I am not a psychologist but I did read a lot about Neuro Liguistic Programming (NLP). The brain works like this: it focuses on the most important piece of information in the sentence: “run”, “pet” and “walk”. The brain has trouble focusing on the negative (the don’t), so the brain processes the rest: “…run in the stables”, “…pet strange horses” and “… walk behind the horse”. Does that make sense? Do you see it happening? Yes, that is how the brain works. Do not think about an elephant. (I’ve always had trouble thinking of an pink elephant). A simple rule is: focus on what you do want to happen in the barn.
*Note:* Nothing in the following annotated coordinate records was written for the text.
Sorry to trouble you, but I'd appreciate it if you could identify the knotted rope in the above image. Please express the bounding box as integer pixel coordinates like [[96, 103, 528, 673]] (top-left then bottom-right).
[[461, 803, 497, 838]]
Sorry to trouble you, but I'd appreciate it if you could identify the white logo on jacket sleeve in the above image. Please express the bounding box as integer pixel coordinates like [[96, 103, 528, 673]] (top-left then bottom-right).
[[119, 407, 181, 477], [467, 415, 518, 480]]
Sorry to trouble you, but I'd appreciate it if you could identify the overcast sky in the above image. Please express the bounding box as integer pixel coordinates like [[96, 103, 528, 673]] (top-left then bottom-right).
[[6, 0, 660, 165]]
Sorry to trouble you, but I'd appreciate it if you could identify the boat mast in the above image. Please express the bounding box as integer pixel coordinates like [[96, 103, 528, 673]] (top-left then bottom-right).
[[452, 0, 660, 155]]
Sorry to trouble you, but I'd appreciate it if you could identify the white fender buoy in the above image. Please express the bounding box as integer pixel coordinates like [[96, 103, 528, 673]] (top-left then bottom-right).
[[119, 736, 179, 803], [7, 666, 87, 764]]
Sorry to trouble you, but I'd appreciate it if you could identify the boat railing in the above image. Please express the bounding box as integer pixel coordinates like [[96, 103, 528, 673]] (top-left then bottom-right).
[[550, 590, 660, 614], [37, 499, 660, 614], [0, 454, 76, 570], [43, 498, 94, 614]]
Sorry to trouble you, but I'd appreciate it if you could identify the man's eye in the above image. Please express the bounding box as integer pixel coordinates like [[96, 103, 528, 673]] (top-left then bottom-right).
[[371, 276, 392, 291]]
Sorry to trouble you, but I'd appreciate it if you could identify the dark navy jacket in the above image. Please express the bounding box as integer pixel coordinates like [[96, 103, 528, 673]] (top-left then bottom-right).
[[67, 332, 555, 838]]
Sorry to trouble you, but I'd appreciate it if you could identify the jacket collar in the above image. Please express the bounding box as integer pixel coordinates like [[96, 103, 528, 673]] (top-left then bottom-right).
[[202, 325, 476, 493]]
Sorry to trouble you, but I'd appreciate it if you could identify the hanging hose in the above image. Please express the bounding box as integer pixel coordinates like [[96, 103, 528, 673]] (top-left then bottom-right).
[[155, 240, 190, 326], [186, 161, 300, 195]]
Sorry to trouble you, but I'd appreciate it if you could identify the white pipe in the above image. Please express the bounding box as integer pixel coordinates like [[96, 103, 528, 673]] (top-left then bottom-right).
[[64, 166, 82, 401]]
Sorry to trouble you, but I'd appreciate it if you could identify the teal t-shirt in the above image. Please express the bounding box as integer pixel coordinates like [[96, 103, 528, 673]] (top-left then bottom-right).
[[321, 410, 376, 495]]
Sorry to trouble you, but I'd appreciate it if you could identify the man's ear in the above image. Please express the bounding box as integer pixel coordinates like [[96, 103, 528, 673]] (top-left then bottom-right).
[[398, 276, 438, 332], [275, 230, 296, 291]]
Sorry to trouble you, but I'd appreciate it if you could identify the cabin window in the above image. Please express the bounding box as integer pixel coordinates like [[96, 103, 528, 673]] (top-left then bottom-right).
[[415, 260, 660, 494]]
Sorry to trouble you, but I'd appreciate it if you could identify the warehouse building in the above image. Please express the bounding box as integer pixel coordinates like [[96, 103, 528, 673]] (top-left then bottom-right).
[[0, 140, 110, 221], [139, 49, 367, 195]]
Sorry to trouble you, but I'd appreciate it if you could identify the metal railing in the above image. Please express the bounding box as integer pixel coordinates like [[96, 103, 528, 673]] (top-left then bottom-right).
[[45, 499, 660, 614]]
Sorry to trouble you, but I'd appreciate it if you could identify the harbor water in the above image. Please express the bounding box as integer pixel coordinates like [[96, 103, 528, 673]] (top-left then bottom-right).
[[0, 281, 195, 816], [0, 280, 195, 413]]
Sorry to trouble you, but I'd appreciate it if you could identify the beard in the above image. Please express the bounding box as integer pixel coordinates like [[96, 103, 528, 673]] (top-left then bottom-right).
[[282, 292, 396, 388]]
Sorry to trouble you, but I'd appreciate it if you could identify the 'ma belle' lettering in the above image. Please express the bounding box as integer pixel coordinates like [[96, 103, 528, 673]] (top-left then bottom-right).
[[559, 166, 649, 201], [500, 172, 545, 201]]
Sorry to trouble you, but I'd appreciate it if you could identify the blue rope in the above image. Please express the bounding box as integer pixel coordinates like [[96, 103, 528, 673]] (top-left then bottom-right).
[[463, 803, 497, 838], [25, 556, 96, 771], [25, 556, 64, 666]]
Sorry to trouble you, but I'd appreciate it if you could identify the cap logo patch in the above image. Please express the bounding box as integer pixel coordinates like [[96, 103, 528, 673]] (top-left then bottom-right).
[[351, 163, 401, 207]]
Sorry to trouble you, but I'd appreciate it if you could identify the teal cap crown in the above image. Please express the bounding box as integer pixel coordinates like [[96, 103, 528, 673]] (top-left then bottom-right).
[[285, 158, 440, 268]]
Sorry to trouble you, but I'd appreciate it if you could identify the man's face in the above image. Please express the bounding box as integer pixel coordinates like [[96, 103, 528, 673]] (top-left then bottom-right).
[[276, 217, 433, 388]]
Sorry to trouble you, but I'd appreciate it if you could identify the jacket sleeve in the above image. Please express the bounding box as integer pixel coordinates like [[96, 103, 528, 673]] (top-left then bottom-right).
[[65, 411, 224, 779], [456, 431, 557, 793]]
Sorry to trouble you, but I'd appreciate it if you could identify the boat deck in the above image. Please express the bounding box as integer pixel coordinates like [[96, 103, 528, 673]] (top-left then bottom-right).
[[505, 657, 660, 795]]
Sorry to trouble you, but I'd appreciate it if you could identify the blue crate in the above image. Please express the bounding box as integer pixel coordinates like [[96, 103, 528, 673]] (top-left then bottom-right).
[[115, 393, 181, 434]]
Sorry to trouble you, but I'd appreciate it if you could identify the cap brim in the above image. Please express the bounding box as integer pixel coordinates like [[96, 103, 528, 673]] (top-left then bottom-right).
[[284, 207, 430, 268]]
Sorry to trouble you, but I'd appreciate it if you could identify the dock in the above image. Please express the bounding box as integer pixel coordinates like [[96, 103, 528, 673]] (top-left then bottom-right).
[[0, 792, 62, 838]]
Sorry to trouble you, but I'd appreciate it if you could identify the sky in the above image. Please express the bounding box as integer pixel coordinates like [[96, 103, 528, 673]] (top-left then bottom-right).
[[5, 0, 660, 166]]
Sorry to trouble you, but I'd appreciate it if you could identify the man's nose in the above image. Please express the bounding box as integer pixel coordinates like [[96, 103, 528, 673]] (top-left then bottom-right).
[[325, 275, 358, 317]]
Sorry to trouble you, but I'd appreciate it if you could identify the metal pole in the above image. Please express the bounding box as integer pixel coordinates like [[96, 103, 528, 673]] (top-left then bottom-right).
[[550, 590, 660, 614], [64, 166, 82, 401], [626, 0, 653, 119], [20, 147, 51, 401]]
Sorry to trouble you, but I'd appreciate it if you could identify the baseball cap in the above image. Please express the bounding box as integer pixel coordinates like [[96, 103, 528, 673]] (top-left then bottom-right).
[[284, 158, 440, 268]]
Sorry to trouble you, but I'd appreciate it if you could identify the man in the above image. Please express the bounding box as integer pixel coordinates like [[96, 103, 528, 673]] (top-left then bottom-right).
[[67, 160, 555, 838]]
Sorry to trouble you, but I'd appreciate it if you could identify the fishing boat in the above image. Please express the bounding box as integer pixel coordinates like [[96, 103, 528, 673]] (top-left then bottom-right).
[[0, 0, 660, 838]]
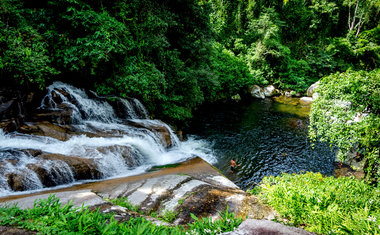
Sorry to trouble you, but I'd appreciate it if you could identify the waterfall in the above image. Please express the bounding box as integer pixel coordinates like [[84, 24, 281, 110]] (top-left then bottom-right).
[[0, 82, 215, 196]]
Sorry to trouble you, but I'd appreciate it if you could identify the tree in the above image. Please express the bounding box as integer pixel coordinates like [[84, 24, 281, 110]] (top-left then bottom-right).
[[309, 69, 380, 185]]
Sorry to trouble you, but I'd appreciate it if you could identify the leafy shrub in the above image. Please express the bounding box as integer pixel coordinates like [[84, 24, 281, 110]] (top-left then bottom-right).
[[309, 69, 380, 182], [0, 195, 242, 235], [252, 172, 380, 234]]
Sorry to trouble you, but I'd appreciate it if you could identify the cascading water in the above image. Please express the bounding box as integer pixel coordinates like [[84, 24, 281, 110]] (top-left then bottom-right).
[[0, 82, 215, 196]]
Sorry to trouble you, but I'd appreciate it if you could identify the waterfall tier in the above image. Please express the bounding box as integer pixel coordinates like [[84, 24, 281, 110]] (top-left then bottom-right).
[[0, 82, 215, 196]]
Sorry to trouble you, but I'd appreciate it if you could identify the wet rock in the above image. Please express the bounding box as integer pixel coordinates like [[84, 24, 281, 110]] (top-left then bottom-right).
[[97, 168, 273, 224], [38, 153, 102, 180], [5, 173, 27, 191], [96, 145, 141, 167], [287, 118, 307, 129], [26, 164, 57, 187], [300, 97, 313, 106], [127, 120, 173, 148], [33, 108, 73, 125], [273, 95, 300, 106], [19, 122, 72, 141], [1, 157, 275, 229], [248, 85, 265, 99], [231, 94, 241, 101], [222, 219, 315, 235], [306, 81, 320, 97], [264, 85, 279, 97]]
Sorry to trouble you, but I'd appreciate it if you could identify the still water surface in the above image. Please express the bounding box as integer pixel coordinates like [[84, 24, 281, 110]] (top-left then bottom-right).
[[186, 98, 334, 189]]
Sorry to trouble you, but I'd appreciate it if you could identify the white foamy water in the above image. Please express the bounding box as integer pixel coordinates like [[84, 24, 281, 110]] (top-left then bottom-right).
[[0, 82, 216, 196]]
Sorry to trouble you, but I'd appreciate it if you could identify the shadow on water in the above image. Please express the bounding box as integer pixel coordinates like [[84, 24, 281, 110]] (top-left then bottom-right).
[[187, 98, 334, 189]]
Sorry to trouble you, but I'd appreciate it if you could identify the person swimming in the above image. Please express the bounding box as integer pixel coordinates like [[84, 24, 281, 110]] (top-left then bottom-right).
[[230, 158, 240, 174]]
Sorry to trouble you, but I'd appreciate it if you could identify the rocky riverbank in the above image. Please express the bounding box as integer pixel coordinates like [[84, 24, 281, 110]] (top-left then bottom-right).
[[0, 158, 311, 234]]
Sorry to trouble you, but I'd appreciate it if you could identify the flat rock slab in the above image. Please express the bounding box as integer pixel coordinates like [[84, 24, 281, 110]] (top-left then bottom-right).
[[222, 219, 315, 235], [0, 189, 105, 209], [0, 158, 274, 224]]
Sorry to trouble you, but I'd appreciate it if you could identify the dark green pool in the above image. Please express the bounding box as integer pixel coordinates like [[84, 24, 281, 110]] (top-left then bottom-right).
[[186, 98, 334, 189]]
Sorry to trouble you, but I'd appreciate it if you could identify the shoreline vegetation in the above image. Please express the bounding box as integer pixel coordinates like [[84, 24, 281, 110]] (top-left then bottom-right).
[[0, 0, 380, 234], [0, 172, 380, 234]]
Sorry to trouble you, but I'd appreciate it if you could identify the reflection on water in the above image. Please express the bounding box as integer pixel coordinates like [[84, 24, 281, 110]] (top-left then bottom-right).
[[187, 98, 334, 189]]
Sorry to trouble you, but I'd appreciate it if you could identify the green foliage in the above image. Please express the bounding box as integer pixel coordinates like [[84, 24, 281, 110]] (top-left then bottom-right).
[[252, 172, 380, 234], [0, 195, 242, 234], [309, 70, 380, 182], [188, 207, 243, 234], [161, 210, 178, 223], [0, 0, 380, 125], [0, 0, 58, 88]]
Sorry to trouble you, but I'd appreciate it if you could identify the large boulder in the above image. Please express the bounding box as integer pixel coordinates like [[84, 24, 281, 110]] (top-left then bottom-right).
[[127, 120, 175, 148], [93, 158, 274, 224], [306, 81, 320, 97], [19, 121, 72, 141], [248, 85, 265, 99], [37, 153, 102, 180]]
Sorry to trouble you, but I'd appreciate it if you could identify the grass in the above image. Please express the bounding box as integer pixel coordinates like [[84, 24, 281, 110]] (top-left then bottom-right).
[[0, 195, 242, 234], [252, 172, 380, 234]]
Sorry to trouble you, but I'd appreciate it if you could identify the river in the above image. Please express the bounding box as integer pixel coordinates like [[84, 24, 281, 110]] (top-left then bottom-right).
[[186, 97, 335, 189]]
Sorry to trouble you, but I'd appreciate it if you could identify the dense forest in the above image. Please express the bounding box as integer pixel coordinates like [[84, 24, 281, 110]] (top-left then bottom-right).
[[0, 0, 380, 180]]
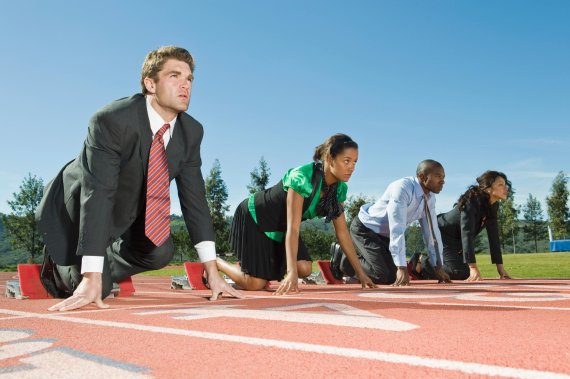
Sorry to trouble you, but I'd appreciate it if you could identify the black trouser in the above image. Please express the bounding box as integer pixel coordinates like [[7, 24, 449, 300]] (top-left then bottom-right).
[[441, 233, 469, 280], [410, 253, 439, 280], [48, 214, 174, 298], [340, 217, 397, 284]]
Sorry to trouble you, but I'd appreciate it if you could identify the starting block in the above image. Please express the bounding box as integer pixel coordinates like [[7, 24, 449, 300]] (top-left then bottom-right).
[[317, 261, 344, 284], [117, 276, 135, 297], [184, 262, 208, 290], [406, 262, 418, 280]]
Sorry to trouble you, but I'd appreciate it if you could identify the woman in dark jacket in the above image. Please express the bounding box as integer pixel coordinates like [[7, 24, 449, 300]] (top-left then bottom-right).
[[437, 171, 511, 281]]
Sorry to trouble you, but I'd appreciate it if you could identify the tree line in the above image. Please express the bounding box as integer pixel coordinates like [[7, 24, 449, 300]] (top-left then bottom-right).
[[0, 163, 570, 265]]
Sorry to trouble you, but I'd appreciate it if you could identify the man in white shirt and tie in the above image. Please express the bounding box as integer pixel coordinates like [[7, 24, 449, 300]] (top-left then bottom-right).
[[36, 46, 242, 311], [331, 159, 450, 286]]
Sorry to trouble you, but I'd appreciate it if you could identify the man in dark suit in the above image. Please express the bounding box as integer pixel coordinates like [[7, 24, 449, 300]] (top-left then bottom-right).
[[36, 46, 241, 311]]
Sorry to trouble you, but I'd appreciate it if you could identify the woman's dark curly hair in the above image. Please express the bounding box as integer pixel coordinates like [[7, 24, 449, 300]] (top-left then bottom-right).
[[457, 170, 511, 208], [313, 133, 358, 222]]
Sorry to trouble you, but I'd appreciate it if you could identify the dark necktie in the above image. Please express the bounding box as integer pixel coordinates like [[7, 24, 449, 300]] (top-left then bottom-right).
[[144, 124, 170, 246]]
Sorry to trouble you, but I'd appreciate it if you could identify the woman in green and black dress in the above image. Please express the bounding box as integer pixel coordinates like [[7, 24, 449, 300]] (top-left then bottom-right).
[[218, 134, 375, 295]]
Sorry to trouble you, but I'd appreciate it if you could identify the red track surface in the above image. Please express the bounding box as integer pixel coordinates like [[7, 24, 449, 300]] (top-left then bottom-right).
[[0, 273, 570, 379]]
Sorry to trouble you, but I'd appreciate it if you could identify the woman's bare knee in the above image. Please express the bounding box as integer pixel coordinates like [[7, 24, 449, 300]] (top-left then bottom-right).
[[238, 274, 267, 291], [297, 261, 313, 278]]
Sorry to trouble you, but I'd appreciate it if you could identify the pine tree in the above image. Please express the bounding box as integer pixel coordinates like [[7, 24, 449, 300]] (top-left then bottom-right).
[[523, 194, 546, 253], [2, 173, 44, 263], [546, 171, 570, 239], [247, 156, 271, 194], [205, 159, 230, 252], [498, 188, 520, 253]]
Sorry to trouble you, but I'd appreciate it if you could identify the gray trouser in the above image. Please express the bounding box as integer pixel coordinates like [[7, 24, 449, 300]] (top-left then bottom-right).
[[340, 217, 397, 284], [57, 218, 174, 298]]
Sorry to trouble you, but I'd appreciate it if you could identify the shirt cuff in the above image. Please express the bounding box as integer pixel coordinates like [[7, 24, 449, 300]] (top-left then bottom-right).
[[81, 255, 105, 275], [194, 241, 216, 263]]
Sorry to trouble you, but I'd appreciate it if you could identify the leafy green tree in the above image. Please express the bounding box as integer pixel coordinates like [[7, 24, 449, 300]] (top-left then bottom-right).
[[2, 173, 44, 263], [546, 171, 570, 240], [170, 227, 198, 262], [205, 159, 230, 252], [499, 188, 520, 253], [523, 194, 546, 253], [344, 194, 374, 226], [247, 156, 271, 194]]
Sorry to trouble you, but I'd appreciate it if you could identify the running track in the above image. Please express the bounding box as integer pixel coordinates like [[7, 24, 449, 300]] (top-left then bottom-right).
[[0, 273, 570, 379]]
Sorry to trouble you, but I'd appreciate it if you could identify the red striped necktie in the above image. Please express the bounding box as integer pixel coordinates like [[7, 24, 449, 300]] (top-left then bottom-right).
[[145, 124, 170, 246]]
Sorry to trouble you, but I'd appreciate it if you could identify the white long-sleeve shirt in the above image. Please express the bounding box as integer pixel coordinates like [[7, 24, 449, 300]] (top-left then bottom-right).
[[358, 176, 443, 267]]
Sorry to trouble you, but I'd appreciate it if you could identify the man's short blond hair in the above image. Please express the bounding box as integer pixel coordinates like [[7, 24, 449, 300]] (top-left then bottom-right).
[[141, 46, 194, 95]]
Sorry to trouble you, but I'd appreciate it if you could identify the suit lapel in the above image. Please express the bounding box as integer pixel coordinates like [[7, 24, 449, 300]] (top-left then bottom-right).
[[166, 116, 183, 180], [136, 96, 152, 178]]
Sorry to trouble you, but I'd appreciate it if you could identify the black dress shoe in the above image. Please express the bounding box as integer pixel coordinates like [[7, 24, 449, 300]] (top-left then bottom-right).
[[40, 246, 73, 299]]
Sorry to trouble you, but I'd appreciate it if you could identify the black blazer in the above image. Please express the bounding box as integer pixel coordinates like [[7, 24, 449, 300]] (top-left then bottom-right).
[[437, 196, 503, 264], [36, 94, 214, 265]]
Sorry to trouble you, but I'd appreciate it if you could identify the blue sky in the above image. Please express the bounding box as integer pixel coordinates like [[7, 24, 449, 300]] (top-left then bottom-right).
[[0, 0, 570, 220]]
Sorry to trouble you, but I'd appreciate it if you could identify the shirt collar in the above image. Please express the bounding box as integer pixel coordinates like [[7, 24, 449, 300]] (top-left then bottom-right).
[[414, 176, 431, 199], [145, 96, 176, 135]]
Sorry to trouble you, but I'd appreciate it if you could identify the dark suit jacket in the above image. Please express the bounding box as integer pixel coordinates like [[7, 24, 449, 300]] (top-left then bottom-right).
[[437, 197, 503, 264], [36, 94, 214, 265]]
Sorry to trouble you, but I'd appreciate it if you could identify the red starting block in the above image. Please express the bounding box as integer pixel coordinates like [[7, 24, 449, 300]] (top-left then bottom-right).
[[18, 263, 53, 299], [184, 262, 208, 290], [406, 262, 418, 280], [117, 276, 135, 297], [317, 261, 344, 284]]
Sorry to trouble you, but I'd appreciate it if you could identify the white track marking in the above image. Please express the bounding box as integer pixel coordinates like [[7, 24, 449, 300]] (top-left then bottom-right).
[[1, 310, 570, 379], [135, 303, 418, 332]]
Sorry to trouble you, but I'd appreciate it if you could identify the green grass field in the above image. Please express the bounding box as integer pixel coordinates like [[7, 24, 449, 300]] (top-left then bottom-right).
[[141, 252, 570, 279]]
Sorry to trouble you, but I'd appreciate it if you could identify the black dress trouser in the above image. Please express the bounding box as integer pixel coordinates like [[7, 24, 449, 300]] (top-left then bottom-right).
[[340, 217, 397, 284]]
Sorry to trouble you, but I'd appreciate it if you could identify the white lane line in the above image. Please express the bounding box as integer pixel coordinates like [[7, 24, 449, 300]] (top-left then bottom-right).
[[0, 309, 570, 379]]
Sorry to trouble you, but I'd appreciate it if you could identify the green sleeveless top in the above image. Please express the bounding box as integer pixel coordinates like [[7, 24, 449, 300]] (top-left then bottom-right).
[[248, 163, 348, 242]]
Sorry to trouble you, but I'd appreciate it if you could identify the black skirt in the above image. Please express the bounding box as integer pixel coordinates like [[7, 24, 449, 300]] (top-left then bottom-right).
[[230, 199, 311, 280]]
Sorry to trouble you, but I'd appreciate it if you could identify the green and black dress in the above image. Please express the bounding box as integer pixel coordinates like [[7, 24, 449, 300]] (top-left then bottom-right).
[[230, 162, 348, 280]]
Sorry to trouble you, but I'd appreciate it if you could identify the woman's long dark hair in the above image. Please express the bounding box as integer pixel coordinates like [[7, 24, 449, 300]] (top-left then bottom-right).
[[313, 133, 358, 222], [456, 170, 511, 208]]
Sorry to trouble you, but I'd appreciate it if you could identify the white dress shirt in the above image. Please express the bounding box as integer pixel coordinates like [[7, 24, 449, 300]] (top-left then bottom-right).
[[81, 96, 216, 274], [358, 176, 443, 267]]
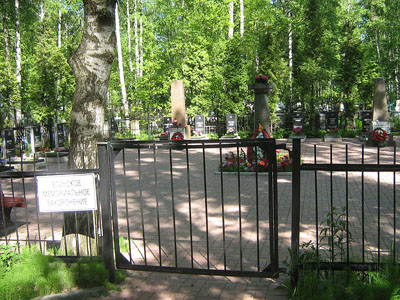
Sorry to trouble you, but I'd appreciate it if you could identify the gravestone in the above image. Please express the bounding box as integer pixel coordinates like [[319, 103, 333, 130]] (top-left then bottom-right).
[[226, 114, 237, 134], [319, 112, 326, 130], [372, 78, 390, 121], [194, 115, 206, 135], [170, 80, 190, 139], [293, 111, 304, 130], [368, 78, 393, 145], [326, 111, 339, 130], [55, 123, 65, 148], [361, 110, 372, 133], [163, 117, 172, 132], [249, 77, 273, 134], [4, 129, 15, 158], [32, 126, 42, 152]]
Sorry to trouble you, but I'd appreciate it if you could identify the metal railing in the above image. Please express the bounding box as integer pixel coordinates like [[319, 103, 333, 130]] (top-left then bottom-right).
[[99, 139, 285, 277], [291, 139, 400, 277]]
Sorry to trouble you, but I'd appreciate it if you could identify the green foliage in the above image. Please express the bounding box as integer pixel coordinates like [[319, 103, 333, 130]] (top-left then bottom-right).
[[0, 245, 125, 300]]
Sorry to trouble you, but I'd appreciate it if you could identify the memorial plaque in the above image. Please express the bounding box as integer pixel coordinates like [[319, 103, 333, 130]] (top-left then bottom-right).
[[326, 111, 339, 130], [57, 124, 65, 148], [361, 110, 372, 132], [293, 111, 304, 129], [194, 115, 206, 135], [226, 114, 237, 133], [4, 129, 15, 158], [36, 173, 97, 212]]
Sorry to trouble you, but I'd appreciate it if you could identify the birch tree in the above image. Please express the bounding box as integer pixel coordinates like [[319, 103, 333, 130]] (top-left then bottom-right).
[[115, 2, 129, 122], [14, 0, 22, 126]]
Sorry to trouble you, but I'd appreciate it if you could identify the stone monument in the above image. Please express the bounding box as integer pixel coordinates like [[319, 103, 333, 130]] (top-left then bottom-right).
[[368, 78, 391, 145], [249, 75, 273, 135], [171, 80, 190, 139]]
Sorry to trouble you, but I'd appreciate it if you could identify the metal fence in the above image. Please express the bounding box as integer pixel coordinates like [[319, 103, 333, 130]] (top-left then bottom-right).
[[292, 140, 400, 278], [100, 139, 285, 277]]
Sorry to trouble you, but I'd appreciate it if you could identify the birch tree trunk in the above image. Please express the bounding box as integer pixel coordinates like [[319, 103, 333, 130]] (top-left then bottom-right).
[[133, 0, 140, 78], [240, 0, 244, 37], [115, 2, 129, 122], [139, 0, 144, 77], [2, 2, 11, 62], [126, 0, 133, 73], [228, 1, 235, 38], [14, 0, 22, 126], [64, 0, 116, 254]]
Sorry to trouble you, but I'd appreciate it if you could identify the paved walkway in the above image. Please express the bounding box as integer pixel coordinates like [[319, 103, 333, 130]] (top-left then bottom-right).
[[3, 139, 400, 300]]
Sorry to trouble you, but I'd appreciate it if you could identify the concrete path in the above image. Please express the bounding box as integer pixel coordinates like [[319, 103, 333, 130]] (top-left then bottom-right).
[[3, 139, 400, 300]]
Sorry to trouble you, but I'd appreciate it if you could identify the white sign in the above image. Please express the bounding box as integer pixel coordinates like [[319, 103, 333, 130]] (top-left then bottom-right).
[[36, 173, 97, 212]]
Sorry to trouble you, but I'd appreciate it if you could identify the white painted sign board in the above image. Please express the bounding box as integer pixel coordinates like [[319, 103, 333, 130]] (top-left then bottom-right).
[[36, 173, 97, 212]]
On how you do want your child to act around horses.
Here are my rules in the barn:
- Always walk in the stable
- Use your “indoor voice”. Horses have sensitive ears.
- Ask permission before feeding or petting a horse
- Ask: “Is it safe?” and wait for an answer if there is a horse you have to walk by.
- You can give the commands to our horse, but mommy click & treats the horse.
These rules were wonderful for a 3 year old. Along the way, kids get more responsibilities and that means rules can change or other rules are added.